[Below are three poems by award-winning Upstate poet Kimberly Simms in our continuing monthly feature of South Carolina poems.]
Brother’s Mess of Crosses
Converted at 16, when the dummy train
derailed to tip across his pregnant wife.
A holy roller, a Carolina spinner,
a brush arbor caller, an off-key gospel singer.
He took scarlet paint to moonshine jars, boulders,
pine trees, fences, and the neighbor’s pig.
His front plot, he planted a mess of crosses
and built his own monolith with river rocks.
He didn’t pay no mind to section leaders,
howled his only boss was the man in heaven.
He sent 10,000 message bottles down the Reedy
River, dreamed of taking Jesus to Mars and Jupiter.
“Brother’s Mess of Crosses.” Simms, Kimberly.
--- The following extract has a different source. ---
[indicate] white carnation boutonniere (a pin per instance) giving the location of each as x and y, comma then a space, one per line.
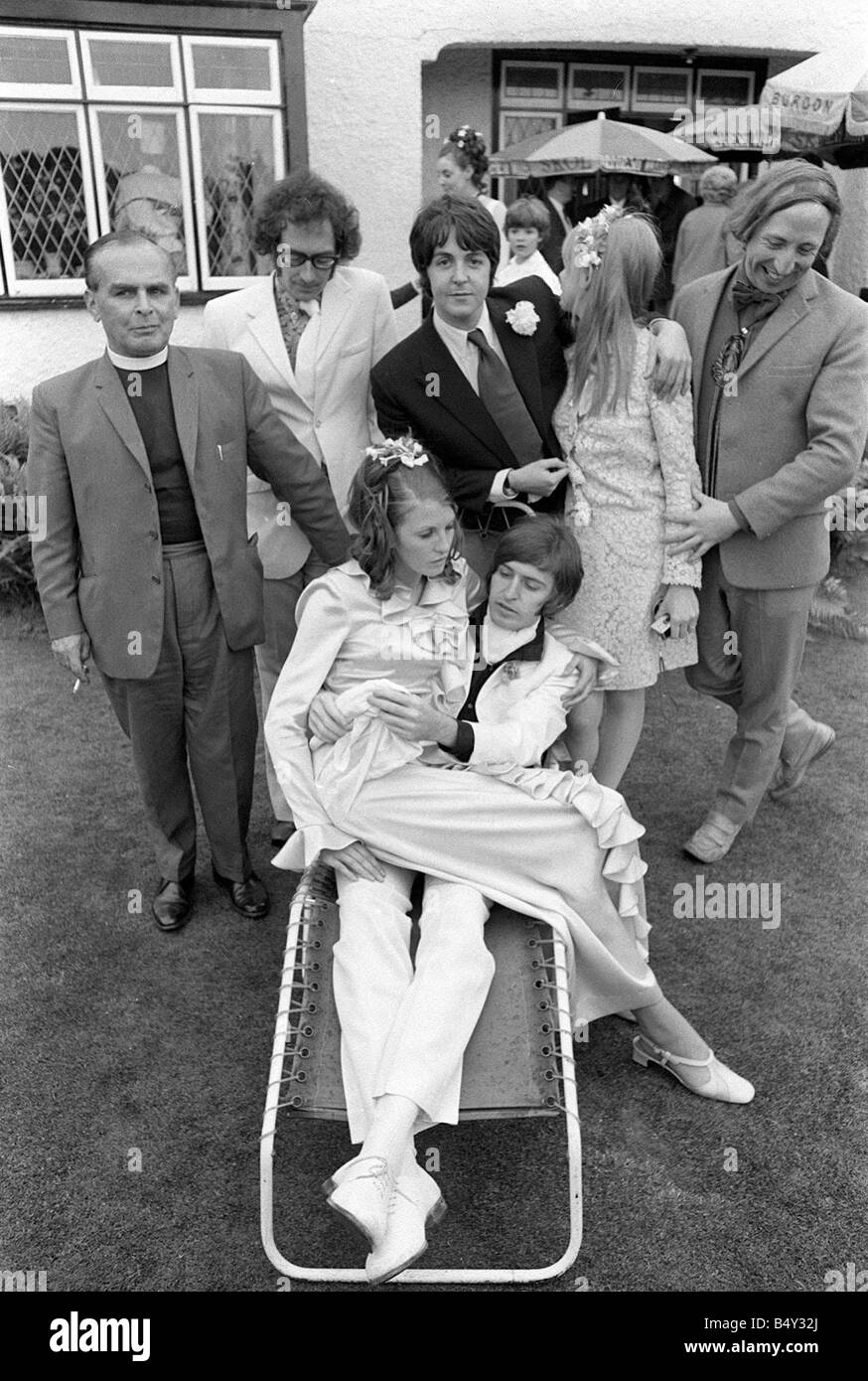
523, 318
First Place. 2006 John Edward Johnson Prize. SC Poetry Society. Charleston, SC: SCPS, 2006.
The Cotton Mill’s Song
Thread spinner. Loom weaver.
Cloth maker to the world.
Doffers. Smashers. Slashers.
Whipping, sweltering, and worn.
It is true what they tell you. I am wicked
with my women weaving through throbbing
night under the electric lights. And, yes,
they say I am cruel for I have slaughtered
the little child and then brought another
to fill his place. And they tell you I am vile.
But my reply: in the cheeks of girls
and the ribs of toddlers I have instilled
the hollows of hunger. And still I will turn
to those indolent idealists who huff
at our speeding machines and say to them:
Come and show me a grander temple
to our industry with brick walls buzzing
through sunrises and hail storms and snap frost.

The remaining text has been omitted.